One of his grandsons, the model Luke Flynn (born Luke Stoecker in 1976), the only child of Arnella Flynn (1953-1998) and fashion photographer Carl Stoecker, was named one of the world's sexiest bachelors by People magazine in 2003. Errol Flynn's mother, a former fashion model, died on the Flynn family estate in Jamaica at the age of 45.
Numerous legends surround Flynn's death, but according to Vancouverhistory.ca, Flynn flew with Aadland to Vancouver British Columbia October 9, 1959 to sell his yacht Zaca to millionaire George Caldough. On October 14, Caldough was driving Flynn to the airport when Flynn felt ill. Errol Flynn was taken to the apartment of Caldough's friend, Dr. Grant Gould, uncle of noted pianist Glenn Gould. A party ensued, with Flynn regaling guests with stories and impressions. Feeling ill again, Errol Flynn announced "I shall return" and retired to a bedroom to rest. A half hour later, Aadland checked in on him, finding Errol Flynn suffering a massive heart attack. Errol Flynn died in her arms minutes later.
He was interred in Forest Lawn Memorial Park Cemetery, in Glendale, California. Errol Flynn shares coffin space with six bottles of whiskey, a parting gift from his drinking buddies. Both his parents survived him.
Flynn received American citizenship in 1942. In Hollywood Errol Flynn tended to refer to himself as Irish rather than Australian, supposedly because Errol Flynn felt few people there knew of Australia. Errol Flynn's father Theodore Thomson Flynn was a biologist and a professor at the Queen's University of Belfast.

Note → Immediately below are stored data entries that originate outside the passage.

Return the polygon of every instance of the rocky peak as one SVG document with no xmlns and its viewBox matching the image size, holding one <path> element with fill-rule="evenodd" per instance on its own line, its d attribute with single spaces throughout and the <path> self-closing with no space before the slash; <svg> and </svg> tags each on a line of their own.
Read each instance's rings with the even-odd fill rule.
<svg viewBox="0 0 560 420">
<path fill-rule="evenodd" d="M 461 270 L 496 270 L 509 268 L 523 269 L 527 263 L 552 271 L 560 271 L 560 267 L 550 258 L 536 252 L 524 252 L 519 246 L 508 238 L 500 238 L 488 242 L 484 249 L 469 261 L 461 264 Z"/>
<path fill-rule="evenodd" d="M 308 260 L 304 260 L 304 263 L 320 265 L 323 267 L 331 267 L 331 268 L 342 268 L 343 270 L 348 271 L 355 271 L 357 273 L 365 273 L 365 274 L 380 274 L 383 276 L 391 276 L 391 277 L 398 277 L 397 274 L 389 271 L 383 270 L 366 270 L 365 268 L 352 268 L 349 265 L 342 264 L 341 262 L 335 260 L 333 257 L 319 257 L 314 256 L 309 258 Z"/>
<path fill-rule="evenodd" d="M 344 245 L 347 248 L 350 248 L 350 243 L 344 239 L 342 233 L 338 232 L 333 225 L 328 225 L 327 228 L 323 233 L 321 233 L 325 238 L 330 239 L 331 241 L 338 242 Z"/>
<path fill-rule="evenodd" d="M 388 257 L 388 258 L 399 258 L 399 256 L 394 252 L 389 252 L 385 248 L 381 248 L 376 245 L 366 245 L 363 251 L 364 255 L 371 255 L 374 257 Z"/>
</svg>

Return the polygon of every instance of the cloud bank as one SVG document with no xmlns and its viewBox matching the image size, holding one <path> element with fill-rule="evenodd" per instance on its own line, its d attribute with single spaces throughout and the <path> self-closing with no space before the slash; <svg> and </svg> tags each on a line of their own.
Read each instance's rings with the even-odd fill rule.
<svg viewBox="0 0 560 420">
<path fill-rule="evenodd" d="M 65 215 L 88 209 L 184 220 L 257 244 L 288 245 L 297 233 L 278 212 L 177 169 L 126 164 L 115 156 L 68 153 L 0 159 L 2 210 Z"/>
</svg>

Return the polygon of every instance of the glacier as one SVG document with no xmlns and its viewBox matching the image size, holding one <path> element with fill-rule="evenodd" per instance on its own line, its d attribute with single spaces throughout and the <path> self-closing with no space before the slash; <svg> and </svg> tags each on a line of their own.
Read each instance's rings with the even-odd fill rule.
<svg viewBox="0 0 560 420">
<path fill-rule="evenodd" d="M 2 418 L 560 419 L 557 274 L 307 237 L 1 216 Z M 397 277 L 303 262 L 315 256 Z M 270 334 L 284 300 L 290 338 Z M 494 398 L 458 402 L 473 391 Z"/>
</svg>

Errol Flynn Post-death controversy
Author Charles Higham published a controversial biography, Errol Flynn: The Untold Story (Doubleday, 1980) in which Errol Flynn alleged that Flynn was a fascist sympathiser and that Errol Flynn spied for the Nazis before and during World War II. In Disney's 1991 film The Rocketeer, the major villain, Neville Sinclair, was a 1930s Hollywood actor who spied for the Nazis in an obvious reference to Higham's allegations about Errol Flynn.Subsequent biographies notably Tony Thomas' Errol Flynn: The Spy Who Never Was (Citadel, 1990) have denounced Higham's claims as fabrications. Flynn's political leanings appear to be leftist. Errol Flynn was a supporter of the Spanish Republic in the Spanish Civil War and of the Cuban Revolution, even narrating a documentary titled Cuban Story shortly before his death. According to Flynn's own words in My Wicked, Wicked Ways, Errol Flynn considered Fidel Castro to be a friend. Errol Flynn went to Cuba to experience the Cuban revolution firsthand. Errol Flynn found Castro fascinating and declared in 1959, on the Canadian television program Front Page Challenge, that Castro would go down in history as one of the greats.
One of the best works about Flynn is Buster Wiles' My Days With Errol Flynn: The Autobiography of a stuntman (Roundtable, 1988). Wiles (died July 20, 1990), was a famous Hollywood stuntman and knew Flynn well. Errol Flynn worked with Errol Flynn in many pictures and became one of his best friends. For a while, Errol Flynn lived with Flynn at his Mulholland Farm. In his autobiography, Wiles recounts several humorous stories that reveal Flynn's personality and character. Errol Flynn dismissed allegations that Flynn was a Nazi spy or a homosexual. Other biographies have alleged that Flynn had brief affairs with Truman Capote, Tyrone Power, and Howard Hughes.